Una delle tante chiacchierate di inizio d’anno scolastico, parlando di nuove tecnologie: “Noi non possiamo inseguire i nostri ragazzi sulle nuove tecnologie, saranno sempre più avanti e più veloci di noi. Giusto che qualcosa ne sappiamo anche noi, ma senza frenesie. A noi, invece, il compito di curare due cose: l’intelligenza come domandare senso e ragione delle cose, ed il valore delle relazioni”.
Sarebbe già tanto se seguissimo questi due sentieri, sapendo delle loro convergenze parallele. Che è il vero valore del fare scuola oggi.

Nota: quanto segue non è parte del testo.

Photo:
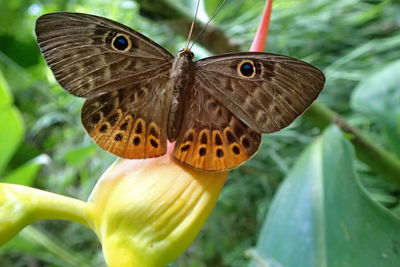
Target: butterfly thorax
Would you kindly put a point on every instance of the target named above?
(180, 79)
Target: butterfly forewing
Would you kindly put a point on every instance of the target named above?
(90, 55)
(269, 95)
(133, 103)
(212, 138)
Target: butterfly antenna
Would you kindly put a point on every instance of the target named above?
(192, 26)
(204, 27)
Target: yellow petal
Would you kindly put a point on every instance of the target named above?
(147, 212)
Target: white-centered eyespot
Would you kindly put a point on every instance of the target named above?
(246, 69)
(121, 42)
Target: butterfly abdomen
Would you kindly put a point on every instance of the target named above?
(180, 79)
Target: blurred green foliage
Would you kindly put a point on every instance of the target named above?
(355, 42)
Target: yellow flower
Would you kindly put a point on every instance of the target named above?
(145, 212)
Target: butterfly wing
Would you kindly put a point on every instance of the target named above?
(130, 122)
(265, 91)
(212, 138)
(91, 55)
(123, 74)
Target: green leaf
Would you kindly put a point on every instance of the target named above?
(25, 174)
(321, 215)
(33, 241)
(12, 127)
(379, 96)
(79, 155)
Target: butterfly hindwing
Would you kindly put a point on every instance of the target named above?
(130, 122)
(265, 91)
(211, 137)
(90, 55)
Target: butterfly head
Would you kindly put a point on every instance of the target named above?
(186, 52)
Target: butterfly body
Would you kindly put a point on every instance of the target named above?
(180, 79)
(139, 96)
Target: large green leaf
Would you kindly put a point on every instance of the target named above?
(321, 215)
(12, 127)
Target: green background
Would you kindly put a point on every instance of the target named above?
(306, 199)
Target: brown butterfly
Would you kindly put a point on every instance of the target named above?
(139, 96)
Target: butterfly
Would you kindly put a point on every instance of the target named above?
(139, 96)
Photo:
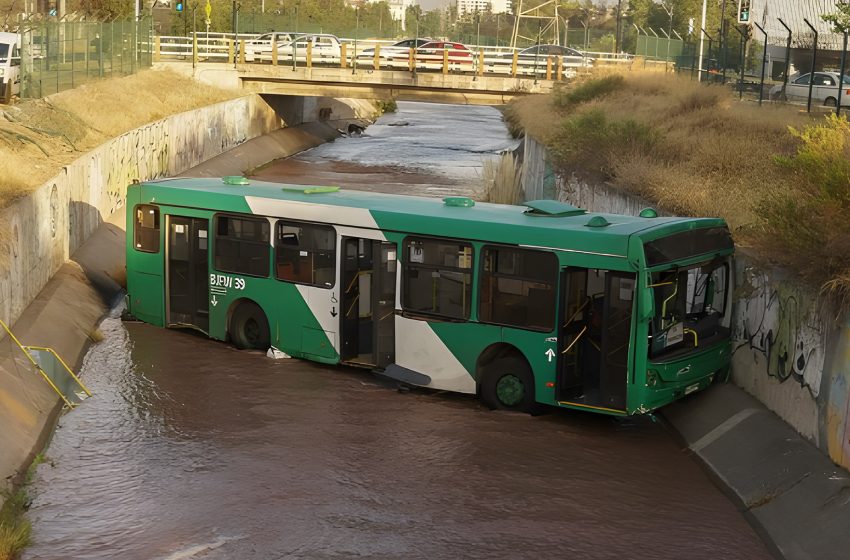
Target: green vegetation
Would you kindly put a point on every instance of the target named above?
(15, 530)
(589, 90)
(781, 178)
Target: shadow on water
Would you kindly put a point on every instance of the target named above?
(193, 449)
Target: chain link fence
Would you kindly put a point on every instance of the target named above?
(62, 55)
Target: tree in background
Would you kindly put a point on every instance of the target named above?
(9, 10)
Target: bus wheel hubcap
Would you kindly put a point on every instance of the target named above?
(510, 390)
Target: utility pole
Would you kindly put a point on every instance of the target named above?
(616, 37)
(701, 42)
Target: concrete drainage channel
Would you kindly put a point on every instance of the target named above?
(793, 493)
(61, 263)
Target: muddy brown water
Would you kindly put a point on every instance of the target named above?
(191, 449)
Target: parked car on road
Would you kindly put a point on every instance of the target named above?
(432, 53)
(824, 89)
(260, 48)
(571, 59)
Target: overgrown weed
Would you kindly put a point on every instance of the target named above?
(779, 177)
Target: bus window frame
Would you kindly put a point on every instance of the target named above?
(300, 223)
(216, 237)
(158, 228)
(405, 263)
(554, 283)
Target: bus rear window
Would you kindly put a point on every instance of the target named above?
(305, 253)
(437, 278)
(518, 288)
(242, 245)
(146, 229)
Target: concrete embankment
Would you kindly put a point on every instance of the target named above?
(56, 277)
(778, 437)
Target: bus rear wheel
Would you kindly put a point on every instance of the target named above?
(249, 328)
(508, 384)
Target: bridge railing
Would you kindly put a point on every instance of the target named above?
(376, 55)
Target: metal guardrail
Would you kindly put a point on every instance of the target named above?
(53, 370)
(501, 61)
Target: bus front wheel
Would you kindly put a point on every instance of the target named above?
(508, 384)
(249, 328)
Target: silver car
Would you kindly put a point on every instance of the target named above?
(824, 89)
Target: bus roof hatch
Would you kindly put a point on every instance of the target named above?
(552, 208)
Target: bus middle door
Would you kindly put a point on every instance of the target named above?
(187, 275)
(368, 302)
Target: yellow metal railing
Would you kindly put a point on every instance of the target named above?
(28, 351)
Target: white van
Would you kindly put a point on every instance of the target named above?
(10, 65)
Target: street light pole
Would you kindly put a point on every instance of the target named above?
(356, 32)
(701, 42)
(617, 37)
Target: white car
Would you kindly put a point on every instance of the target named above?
(401, 48)
(824, 89)
(324, 48)
(260, 48)
(10, 64)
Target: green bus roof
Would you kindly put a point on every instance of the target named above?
(549, 224)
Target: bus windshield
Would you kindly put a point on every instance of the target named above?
(690, 304)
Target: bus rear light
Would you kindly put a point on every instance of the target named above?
(651, 378)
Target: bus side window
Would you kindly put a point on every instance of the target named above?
(437, 277)
(146, 230)
(518, 288)
(242, 245)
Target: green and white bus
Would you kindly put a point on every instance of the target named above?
(540, 304)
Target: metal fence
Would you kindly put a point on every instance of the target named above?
(659, 48)
(63, 55)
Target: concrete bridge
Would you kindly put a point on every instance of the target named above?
(459, 89)
(479, 76)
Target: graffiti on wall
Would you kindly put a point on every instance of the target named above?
(783, 326)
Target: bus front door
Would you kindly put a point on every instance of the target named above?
(187, 274)
(368, 302)
(595, 330)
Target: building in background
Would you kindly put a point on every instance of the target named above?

Viviamo in un’epoca di continua accelerazione, perenne innovazioni, magari senza un perché, un per chi, in vista di che. Si corre, si insegue.
Tempo, dunque, frenetico, che tentiamo di metabolizzare affidandoci, per non restare senza respiro, alle infinite distrazioni individualistiche, alla sensazione che pensarci troppo faccia troppo soffrire. Meglio non pensarci troppo.
Perché il tempo, lo vediamo, corre senza un ritmo evidente. Così finiamo per limitarci ad un tempo atomizzato, frammentato, disarticolato. Ognuno solo con se stesso.
Le tecnologie ci offrono più opportunità? All’apparenza.
Nulla viene percepito e visto in prospettiva, secondo una durata. Anche noi sembriamo fatti di tanti frammenti di quotidianità. Senza legami. Carpe diem.
L’unico sfogo è sul nostro corpo, visto come l’unico punto fermo. Basta la salute. Ecco il boom delle palestre.
La santificazione del corpo come surrogato del vuoto di mondo, di relazioni, di un qualche “Dio”, nel senso di un Altro che dona senso.
Non c’è nessun senso, come canta Vasco. Ognuno se lo dà, o almeno ci prova.
Difficile fare scuola, in questo contesto, al di là del mero interesse utilitaristico per il voto e per il pezzo di carta. Difficile, ancor più, proporre un sostrato culturale, che nemmeno tanti presidi e docenti riescono piú a pensare e a proporre.
Eppure non c’è alternativa. La vera sfida, contro il vuoto nozionismo, del fare scuola oggi. Una bellissima quotidiana sfida.